APT reward - Githubissues

rll-research / cic

CIC: Contrastive Intrinsic Control for Unsupervised Skill Discovery

78 stars 18 forks source link

APT reward #4

Open FaisalAhmed0 opened 2 years ago

FaisalAhmed0 commented 2 years ago

Why we pass (next_obs, next_obs)? It should (obs, next_obs) right? Because you are optimizing for the entropy of $\tau=(s, s^{'})$ https://github.com/rll-research/cic/blob/b523c3884256346cb585bf06e52a7aadc127dcfc/agent/cic.py#L224

Kaixhin commented 2 years ago

I had exactly the same question. Checking the original APT paper, the text seems to indicate they only take s' prime as the particle, whereas the equation indicates that s is taken as the particle. But agreed that the CIC paper indicates that tau (the projection of (s, s')) should be taken.
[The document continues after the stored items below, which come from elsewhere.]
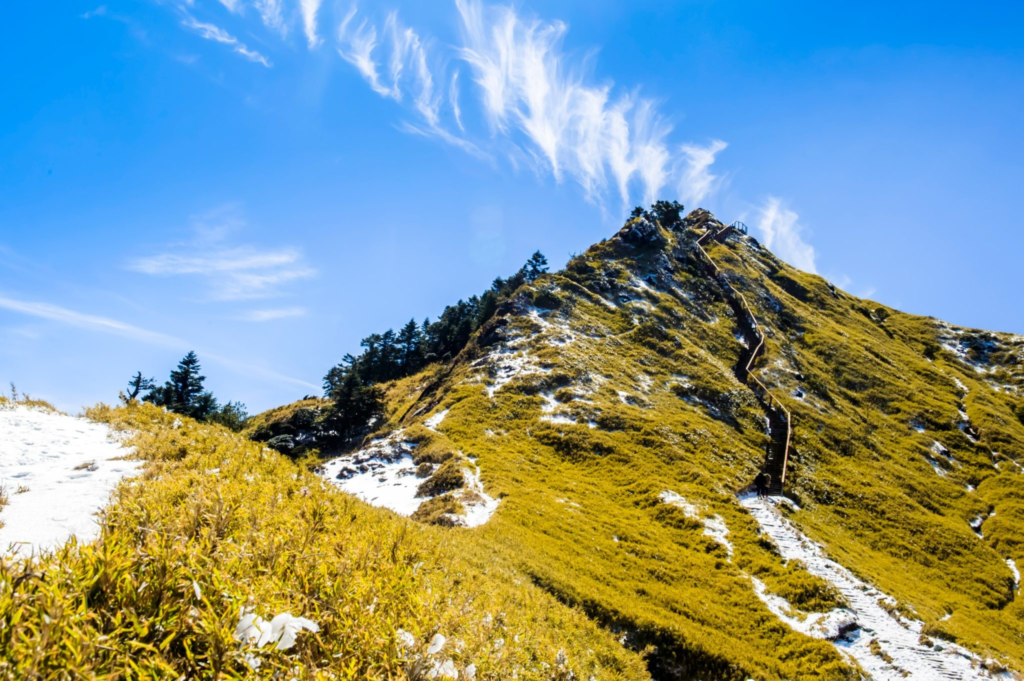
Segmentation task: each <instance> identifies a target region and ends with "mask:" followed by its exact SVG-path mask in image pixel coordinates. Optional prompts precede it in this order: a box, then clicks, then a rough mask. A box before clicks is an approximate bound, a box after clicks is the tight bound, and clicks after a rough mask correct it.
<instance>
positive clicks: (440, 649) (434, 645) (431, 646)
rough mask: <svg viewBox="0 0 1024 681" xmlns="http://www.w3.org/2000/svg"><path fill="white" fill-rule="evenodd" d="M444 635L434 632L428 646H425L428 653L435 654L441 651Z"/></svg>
mask: <svg viewBox="0 0 1024 681" xmlns="http://www.w3.org/2000/svg"><path fill="white" fill-rule="evenodd" d="M444 640H445V639H444V637H443V636H441V635H440V634H434V637H433V638H432V639H430V647H428V648H427V654H428V655H435V654H437V653H438V652H440V651H441V648H443V647H444Z"/></svg>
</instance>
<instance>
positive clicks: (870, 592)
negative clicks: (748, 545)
mask: <svg viewBox="0 0 1024 681" xmlns="http://www.w3.org/2000/svg"><path fill="white" fill-rule="evenodd" d="M779 503H784V502H782V501H781V500H779V499H777V498H771V499H767V500H763V499H757V498H756V497H755V496H754V495H744V496H742V497H741V498H740V504H742V506H743V507H745V508H746V509H748V510H749V511H750V512H751V514H752V515H753V516H754V518H755V519H756V520H757V521H758V524H759V525H761V529H762V530H763V531H764V533H765V534H766V535H768V536H769V537H770V538H771V539H772V541H774V543H775V545H776V546H777V547H778V549H779V552H780V553H781V554H782V558H784V559H785V560H786V561H790V560H800V561H802V562H803V563H804V566H805V567H806V568H807V571H809V572H810V573H812V574H815V576H817V577H819V578H821V579H823V580H825V581H826V582H828V583H829V584H831V585H833V586H834V587H836V588H837V589H838V590H839V591H840V592H841V593H842V594H843V597H844V598H845V599H846V601H847V603H849V605H850V610H849V612H848V615H852V618H849V616H848V618H847V622H848V623H849V622H850V620H851V619H852V620H853V622H854V623H855V625H854V628H852V629H851V630H850V631H847V632H846V633H845V634H843V635H842V636H840V637H838V638H835V640H834V643H835V644H836V646H837V647H838V648H839V649H840V650H841V651H843V652H845V653H847V654H849V655H850V656H852V657H853V658H854V659H856V661H857V663H858V664H859V665H860V667H861V668H862V669H863V670H864V671H865V672H866V673H867V675H868V677H869V678H871V679H874V680H876V681H889V680H892V681H904V680H906V679H909V680H910V681H914V680H918V681H935V680H938V679H950V680H952V679H959V680H963V681H974V680H976V679H993V678H1006V679H1010V678H1011V677H1010V676H1009V674H1004V675H999V674H995V675H993V674H990V673H989V672H987V671H986V670H985V669H983V668H982V665H981V663H982V659H981V658H980V657H978V656H977V655H975V654H974V653H972V652H970V651H969V650H967V649H965V648H963V647H961V646H958V645H955V644H952V643H947V642H945V641H939V640H936V641H935V642H934V643H935V645H934V647H933V646H929V645H926V644H924V643H922V642H921V630H922V626H923V623H922V622H921V621H919V620H908V619H906V618H903V616H900V615H899V613H897V612H896V611H895V610H893V611H892V612H890V610H888V609H887V608H886V607H885V605H890V606H892V605H895V603H896V600H895V599H894V598H892V597H891V596H888V595H887V594H885V593H883V592H881V591H879V590H878V589H876V588H873V587H871V586H869V585H867V584H865V583H864V582H862V581H860V580H858V579H857V578H856V577H854V576H853V573H852V572H850V570H848V569H847V568H845V567H843V566H842V565H840V564H839V563H837V562H836V561H835V560H831V559H829V558H827V557H826V556H825V554H824V551H823V550H822V548H821V547H820V546H819V545H817V544H815V543H814V542H812V541H811V540H809V539H808V538H807V537H805V536H804V535H803V534H802V533H801V531H800V530H799V529H797V528H796V527H795V526H794V525H793V523H791V522H790V521H788V520H786V519H785V518H783V517H782V514H781V513H779V511H778V508H777V505H778V504H779ZM776 598H777V597H776ZM811 616H813V615H811ZM826 616H827V615H826ZM788 619H790V618H785V616H783V620H788ZM793 619H794V620H797V619H796V618H793ZM808 620H810V618H808ZM790 624H791V626H793V627H794V628H795V629H798V630H803V629H805V628H804V627H801V624H800V622H799V620H797V621H796V622H791V623H790ZM806 629H808V631H804V633H806V634H808V635H811V636H817V637H818V638H834V637H835V635H836V634H837V633H838V632H828V631H827V627H825V628H817V629H815V628H813V627H807V628H806ZM871 641H877V645H878V646H880V648H881V652H882V653H884V654H886V655H888V656H889V657H890V658H891V662H887V661H886V659H885V658H883V657H882V656H881V655H878V654H874V653H873V652H872V651H871Z"/></svg>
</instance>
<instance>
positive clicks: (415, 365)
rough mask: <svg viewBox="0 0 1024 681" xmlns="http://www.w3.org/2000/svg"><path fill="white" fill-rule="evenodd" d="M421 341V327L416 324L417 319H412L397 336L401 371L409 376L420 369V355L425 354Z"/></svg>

Screenshot from 2022-05-20 18-06-01

FaisalAhmed0 commented 2 years ago

I tried both setups, and the performance with (obs, next_obs) is slightly better than (next_obs, next_obs).

Kaixhin commented 2 years ago

@FaisalAhmed0 thanks for the empirical study. Have you tried passing in (z, z), as written in the CIC paper, by passing in source and target into pred_net to compute compute_apt_reward(z, z, args)?

https://github.com/rll-research/cic/blob/b523c3884256346cb585bf06e52a7aadc127dcfc/agent/cic.py#L199-L201

Howuhh commented 2 years ago

Also, related to the reward question, what the purpose of: https://github.com/rll-research/cic/blob/b523c3884256346cb585bf06e52a7aadc127dcfc/agent/cic.py#L186

What it should compute and for what reason?

seolhokim commented 2 years ago

I don't agree with that. They just wanted to estimate the novelty of the next states with knn. The compute_apt_message function does not compute what you say(tau novelty). If you want to do so, the simplest way is to concatenate the two.

Sou0602 commented 1 year ago

A follow-up question to line 199 and line 200, shouldn't the source be using the state_net and the target be using the next_state_net?